El reciente dialogo cupular que tuvo lugar en Barbados, se ha desarrollado en un marco político de desgaste de la polarización, aunado a un   clima emocional de incredulidad, deslegitimación desesperanza  y frustración.

El momento político engendra una larga lista   de dudas e interrogantes.  ¿Quién o quienes capitalizarán tal desgaste? ¿Están dadas las condiciones para un ensanchamiento del centro político? ¿Cuál será el futuro del diálogo? ¿Se impondrá la violencia como salida a la crisis? ¿Se podrá incidir desde la sociedad en los procesos de dialogo?

De la observación ciudadana expectante, se pasa a una etapa de profunda reflexión por la resolución política de los conflictos y de  preocupación por la preservación de la paz, en un contexto democrático. La sociedad, principal víctima del conflicto político y de la crisis multidimensional, quiere influir en la orientación, en el contenido de los acuerdos  y hasta en los términos de la negociación.  Así, desde las bases sociales se despierta el interés por destrabar e incidir en la dinámica del diálogo.

Desde las entrañas de la  sociedad, emerge la necesidad de un diálogo “social” por oposición a un dialogo “cupular” entre actores políticos, que necesariamente no representan a “los de abajo”. 

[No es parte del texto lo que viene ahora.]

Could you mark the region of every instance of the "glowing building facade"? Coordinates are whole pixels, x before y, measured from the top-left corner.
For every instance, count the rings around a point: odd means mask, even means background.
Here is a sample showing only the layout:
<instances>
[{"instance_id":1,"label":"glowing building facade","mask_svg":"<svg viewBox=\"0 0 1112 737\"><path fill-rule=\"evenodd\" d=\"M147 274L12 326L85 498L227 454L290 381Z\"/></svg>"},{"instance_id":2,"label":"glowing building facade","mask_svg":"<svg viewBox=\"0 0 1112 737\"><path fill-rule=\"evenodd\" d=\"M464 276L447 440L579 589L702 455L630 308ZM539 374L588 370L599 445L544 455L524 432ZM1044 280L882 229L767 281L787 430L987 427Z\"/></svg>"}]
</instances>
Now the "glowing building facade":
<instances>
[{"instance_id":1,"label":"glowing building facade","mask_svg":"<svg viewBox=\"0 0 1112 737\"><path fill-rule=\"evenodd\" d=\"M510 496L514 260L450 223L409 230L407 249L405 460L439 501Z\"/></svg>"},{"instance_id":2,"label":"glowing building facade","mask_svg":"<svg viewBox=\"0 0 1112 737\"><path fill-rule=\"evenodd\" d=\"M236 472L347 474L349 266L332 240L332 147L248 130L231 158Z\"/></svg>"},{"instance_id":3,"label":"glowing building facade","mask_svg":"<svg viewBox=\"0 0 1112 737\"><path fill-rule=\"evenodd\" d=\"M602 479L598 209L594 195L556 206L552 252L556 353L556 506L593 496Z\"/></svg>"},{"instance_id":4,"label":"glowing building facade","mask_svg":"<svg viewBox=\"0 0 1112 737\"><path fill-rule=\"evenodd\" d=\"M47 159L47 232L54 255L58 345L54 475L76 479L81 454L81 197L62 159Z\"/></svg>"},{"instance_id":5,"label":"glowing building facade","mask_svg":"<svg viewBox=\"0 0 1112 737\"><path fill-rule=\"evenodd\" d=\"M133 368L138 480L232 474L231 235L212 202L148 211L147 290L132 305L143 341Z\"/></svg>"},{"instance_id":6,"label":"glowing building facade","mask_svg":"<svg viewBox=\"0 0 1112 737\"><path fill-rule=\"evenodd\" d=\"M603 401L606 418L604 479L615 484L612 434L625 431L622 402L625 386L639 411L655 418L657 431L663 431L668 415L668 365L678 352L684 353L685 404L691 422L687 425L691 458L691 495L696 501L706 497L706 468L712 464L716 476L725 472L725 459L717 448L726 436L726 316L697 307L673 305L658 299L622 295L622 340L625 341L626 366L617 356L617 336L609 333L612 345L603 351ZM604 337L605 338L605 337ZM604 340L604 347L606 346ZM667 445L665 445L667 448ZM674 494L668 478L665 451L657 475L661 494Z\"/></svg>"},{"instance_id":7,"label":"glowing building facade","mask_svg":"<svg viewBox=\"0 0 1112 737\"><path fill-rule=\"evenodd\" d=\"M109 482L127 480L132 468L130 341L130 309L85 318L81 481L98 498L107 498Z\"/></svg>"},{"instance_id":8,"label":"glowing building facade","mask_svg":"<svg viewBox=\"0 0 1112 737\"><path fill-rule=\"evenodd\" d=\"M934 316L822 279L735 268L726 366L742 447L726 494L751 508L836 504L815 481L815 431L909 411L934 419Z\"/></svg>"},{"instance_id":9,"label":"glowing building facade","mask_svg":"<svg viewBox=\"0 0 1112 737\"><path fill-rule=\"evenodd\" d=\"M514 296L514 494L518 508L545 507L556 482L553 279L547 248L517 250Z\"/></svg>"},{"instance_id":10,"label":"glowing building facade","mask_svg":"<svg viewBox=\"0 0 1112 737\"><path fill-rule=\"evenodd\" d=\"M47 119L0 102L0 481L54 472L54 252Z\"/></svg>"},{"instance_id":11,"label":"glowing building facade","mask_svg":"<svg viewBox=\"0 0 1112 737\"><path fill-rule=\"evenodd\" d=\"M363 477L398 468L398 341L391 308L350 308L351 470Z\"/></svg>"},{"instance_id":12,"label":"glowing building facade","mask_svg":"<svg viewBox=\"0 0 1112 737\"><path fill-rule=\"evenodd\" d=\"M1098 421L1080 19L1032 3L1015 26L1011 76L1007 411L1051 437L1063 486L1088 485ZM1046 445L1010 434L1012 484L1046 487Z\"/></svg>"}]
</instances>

Conscientes de que el dialogo no se decreta, toma cuerpo en la ciudadanía  la necesidad de asumir desde abajo el proceso con miras a  reconstruir la convivencia, reconocimiento del otro y lograr la paz. Construir desde el ámbito ciudadano una suerte de red dialogante, que sistematice la necesidad de dialogar y además  rescate el protagonismo popular. Desde un espacio ciudadano que denominamos  “microdiálogo”, brota entonces un reto en cuanto a la  apropiación, reconducción y redemocratización del dialogo. 

Expropiado por la ciudadanía el diálogo impuesto desde arriba, se fortalece una suerte de ámbito    local despolarizante abierto a nuevos actores,  desde donde se podrán   administrar disensos y dirimir conflictos.  Constituidos en foro del diálogo, la energía se dirigiría a promover un proceso de amplia participación social. Se rescataría el reencuentro y el reconocimiento;   la solidaridad,  el  respeto a las diferencias y la convivencia.

En resumen, se fortalecería la democracia participativa, protagónica y dialogante.